The standard deviation of the method (S) does not exceed the acceptance criteria in each of the tests performed (Appendix ATable A8); therefore, the multi-locus PCR-HRM method is considered robust carried out under the conditions previously described.

3.5.6. Transferability Test

Cohen’s kappa coefficient was 0.925, indicating an “almost perfect agreement” in the results of both laboratories (Landis and Koch, 1977). In the 220 samples analyzed, only 15 individuals (6.8%) did not show agreement in the species identification between both laboratories (Appendix ATable A9). The non-matching results arise because, in one laboratory, individuals showed two or more non genotyped loci, resulting in a GeneClass2 score under 95%, not allowing to assign the species. No individuals were assigned to different species by the participant laboratories.

4. Discussion

We developed a multi-locus assay for species identification in the Mytilus genus based on the 10 most informative SNPs from 123 analyzed. Using the multi-locus genotypes, the four target species, Chilean mussel (M. chilensis), Blue mussel (M. edulis), Mediterranean mussel (M. galloprovincialis) and the Bay mussel (M. trossulus), can be confidently identified. This method allowed us to discard the presence of other mussels not belonging to the Mytilus genus but commonly found in seafood products, such as A. atra and C. chorus.
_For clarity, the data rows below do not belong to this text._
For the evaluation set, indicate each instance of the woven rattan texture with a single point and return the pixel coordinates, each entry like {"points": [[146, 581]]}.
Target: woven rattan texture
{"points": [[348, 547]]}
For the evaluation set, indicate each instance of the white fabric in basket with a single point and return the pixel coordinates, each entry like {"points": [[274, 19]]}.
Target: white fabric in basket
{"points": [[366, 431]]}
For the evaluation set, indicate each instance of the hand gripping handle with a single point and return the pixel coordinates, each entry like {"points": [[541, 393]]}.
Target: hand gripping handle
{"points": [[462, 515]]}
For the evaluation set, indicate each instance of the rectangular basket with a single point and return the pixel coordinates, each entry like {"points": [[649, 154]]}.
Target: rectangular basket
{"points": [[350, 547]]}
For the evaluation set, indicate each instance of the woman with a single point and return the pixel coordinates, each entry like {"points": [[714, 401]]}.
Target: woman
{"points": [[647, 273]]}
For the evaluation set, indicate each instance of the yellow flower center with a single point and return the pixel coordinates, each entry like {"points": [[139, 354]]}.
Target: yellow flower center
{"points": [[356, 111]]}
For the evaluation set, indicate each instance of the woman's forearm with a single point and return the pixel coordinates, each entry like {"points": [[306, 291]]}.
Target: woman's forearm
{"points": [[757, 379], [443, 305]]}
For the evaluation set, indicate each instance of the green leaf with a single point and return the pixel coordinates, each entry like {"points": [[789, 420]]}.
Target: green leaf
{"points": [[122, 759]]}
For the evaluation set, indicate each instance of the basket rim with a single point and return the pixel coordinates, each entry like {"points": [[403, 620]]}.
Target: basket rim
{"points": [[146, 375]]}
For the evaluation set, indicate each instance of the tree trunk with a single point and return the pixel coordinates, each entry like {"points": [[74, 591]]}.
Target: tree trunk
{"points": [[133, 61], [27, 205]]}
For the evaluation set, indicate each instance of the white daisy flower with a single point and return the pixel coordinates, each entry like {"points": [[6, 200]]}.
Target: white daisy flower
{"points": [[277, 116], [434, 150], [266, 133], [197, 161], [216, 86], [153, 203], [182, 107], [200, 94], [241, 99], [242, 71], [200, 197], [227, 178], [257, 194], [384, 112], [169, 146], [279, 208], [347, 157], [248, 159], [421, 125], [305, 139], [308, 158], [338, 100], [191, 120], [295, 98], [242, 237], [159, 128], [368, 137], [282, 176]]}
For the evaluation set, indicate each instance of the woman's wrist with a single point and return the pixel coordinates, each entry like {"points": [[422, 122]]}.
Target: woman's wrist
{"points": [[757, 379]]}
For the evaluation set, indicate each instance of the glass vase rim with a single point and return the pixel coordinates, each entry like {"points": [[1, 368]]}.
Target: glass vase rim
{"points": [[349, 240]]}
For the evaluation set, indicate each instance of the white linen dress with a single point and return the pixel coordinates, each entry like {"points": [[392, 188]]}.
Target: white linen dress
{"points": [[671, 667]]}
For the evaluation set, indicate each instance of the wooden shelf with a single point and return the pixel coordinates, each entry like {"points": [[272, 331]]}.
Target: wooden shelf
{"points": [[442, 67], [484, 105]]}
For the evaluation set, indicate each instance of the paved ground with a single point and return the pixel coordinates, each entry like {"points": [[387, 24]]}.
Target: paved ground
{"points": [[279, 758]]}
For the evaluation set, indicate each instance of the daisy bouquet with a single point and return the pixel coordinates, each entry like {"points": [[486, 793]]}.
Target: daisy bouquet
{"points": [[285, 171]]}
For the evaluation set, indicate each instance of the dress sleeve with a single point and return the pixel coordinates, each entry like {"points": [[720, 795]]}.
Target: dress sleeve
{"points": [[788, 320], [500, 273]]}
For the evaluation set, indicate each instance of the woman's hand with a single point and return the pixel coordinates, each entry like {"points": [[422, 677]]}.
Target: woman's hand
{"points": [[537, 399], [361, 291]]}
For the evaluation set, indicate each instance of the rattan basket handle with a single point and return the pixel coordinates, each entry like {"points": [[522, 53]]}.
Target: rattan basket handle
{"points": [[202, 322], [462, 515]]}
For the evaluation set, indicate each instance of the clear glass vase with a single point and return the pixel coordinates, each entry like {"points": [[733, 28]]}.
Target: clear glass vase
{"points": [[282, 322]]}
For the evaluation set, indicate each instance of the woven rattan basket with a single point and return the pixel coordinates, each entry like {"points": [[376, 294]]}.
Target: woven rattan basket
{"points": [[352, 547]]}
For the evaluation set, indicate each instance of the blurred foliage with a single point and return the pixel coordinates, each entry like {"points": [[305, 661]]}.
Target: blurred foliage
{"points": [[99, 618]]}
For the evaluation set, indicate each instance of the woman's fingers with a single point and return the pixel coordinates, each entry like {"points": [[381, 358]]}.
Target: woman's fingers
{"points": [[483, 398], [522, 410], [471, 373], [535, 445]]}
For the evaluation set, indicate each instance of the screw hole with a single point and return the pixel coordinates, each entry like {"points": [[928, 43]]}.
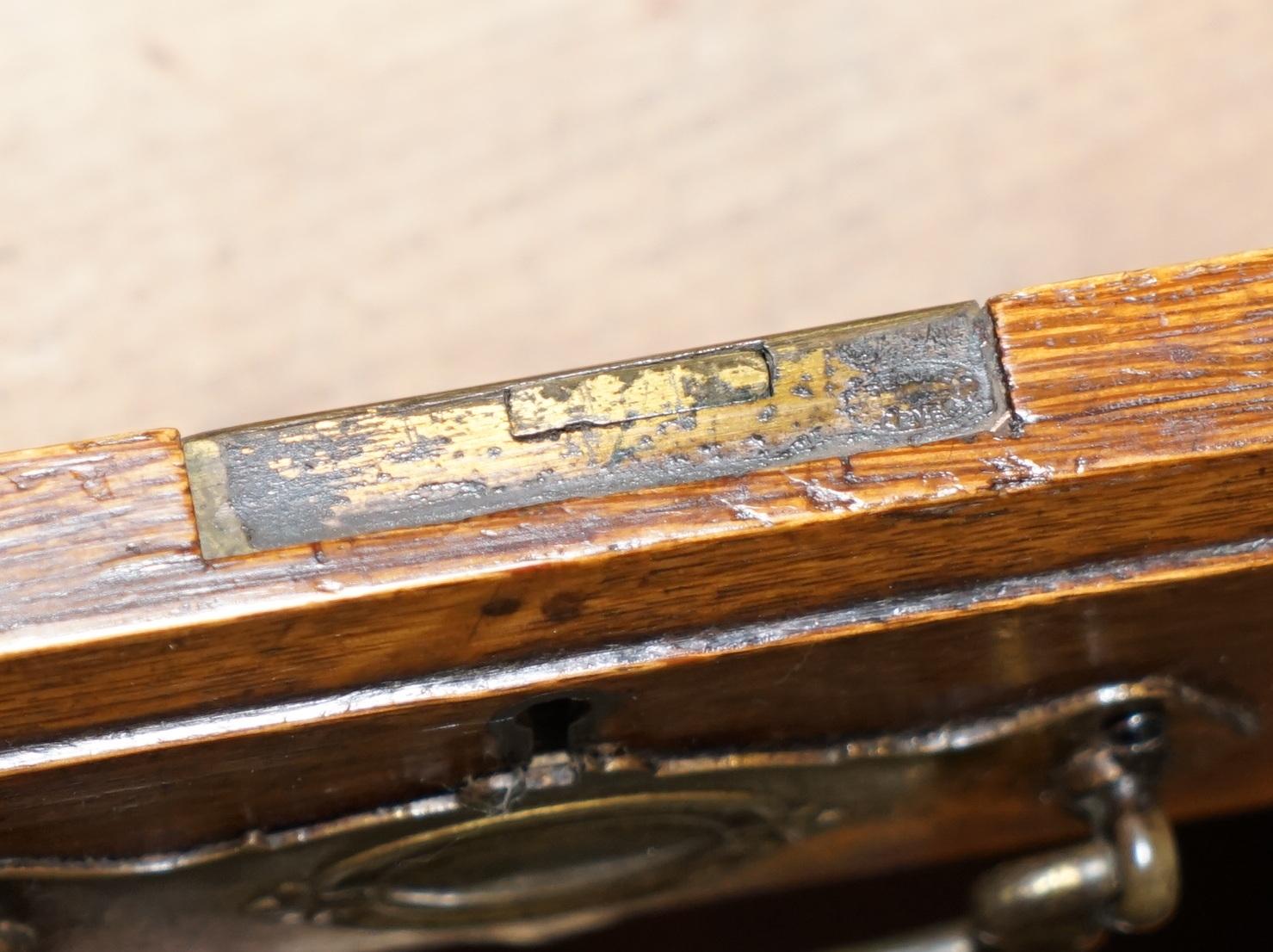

4.1. Multi-Locus PCR-HRM Method Development

The FST outlier and MAFMAX criteria were useful to select the most informative SNPs for SI that are intended to reveal variations among but not within species. The reduced 10 SNP panel was constructed including the SNPs selected by each of these two criteria.
The MAFMAX criteria maximize the difference in allelic frequencies among species, selecting locus showing a maximum allelic frequency for one species, but a minimum for another (MAXMAF) [36]. However, to use this approach it is necessary to sample several locations per species and with enough number of individuals, to rule out that the observed allele frequencies are population specific. This criterion is similar to the one used by Wilson et al. [30], these authors choose the more informative SNP using the “loading values” calculated after a discriminant analysis of principal components. Higher loading values reflects SNPs that capture more variance in the allele frequencies and therefore greater differences among species.
A locus shows high FST values when two or more groups are homozygous for contrasting alleles. Therefore, the FST outlier criterion has been used to select SNPs for geographic assignment because differences in their allele frequencies are probably a product of local adaptation [12,63]. In the Mytilus genus, species are restricted to specific geographic areas, especially the native species from the southern hemisphere, therefore, FST outlier SNPs are expected to be informative to differentiate them.
Wilkinson et al. [64] have shown a low correlation between both criteria selecting informative loci, a fact corroborated by our study. Only two loci (PAPM and L7) were selected by MAFMAX and FST outlier at the same time. Therefore, it is important to considerer both criteria together when selecting the most informative loci for SI.
Searching for loci that can be technically genotyped, each of the potentially most informative SNPs must be revised to determine the feasibility to design primers. Moreover, to obtain clearly distinguishable melting curves, amplicons containing more than one polymorphism should be discarded. Other technical aspects of HRM analysis must be also considered [65]. However, optimal conditions scarcely happened, and to design a practical assay it is necessary to be flexible. For example, we included one SNP A/T because was informative to separate between M. edulis and M. galloprovincialis although these kinds of SNPs are not recommended as they are hard to genotype. We also removed some C/T and G/A SNPs because they gave redundant information.
The performance of the reduced 10 SNP panel was similar to the obtained with 49 SNPs (Dataset A) and 90 SNPs (Dataset B). Assignment probability, sensitivity and specificity were maximum for all four species tested here, indicating that the method performs well, correctly identifying the species and excluding individuals that do not correspond to species false positive. To our knowledge, the only reduced multi-locus panel to perform SI in the three European species was developed by Wilson et al. (2018) [30]. The performance of this 12 SNP panel, calculated from their raw data and excluding populations used for validation purposes, showed a maximum specificity for the three species. Sensitivity assigning M. trossulus and M. galloprovincialis was also a maximum; however, in M. edulis, this value reaches only 0.96. The panel developed here can detect one species more with fewer SNPs (10 vs. 12) and with higher performance. As Wilson et al. (2018) [30] have clearly shown, the most valuable aspect of multi-locus panels is the identification of putatively hybrid not detected by the mono-locus assays.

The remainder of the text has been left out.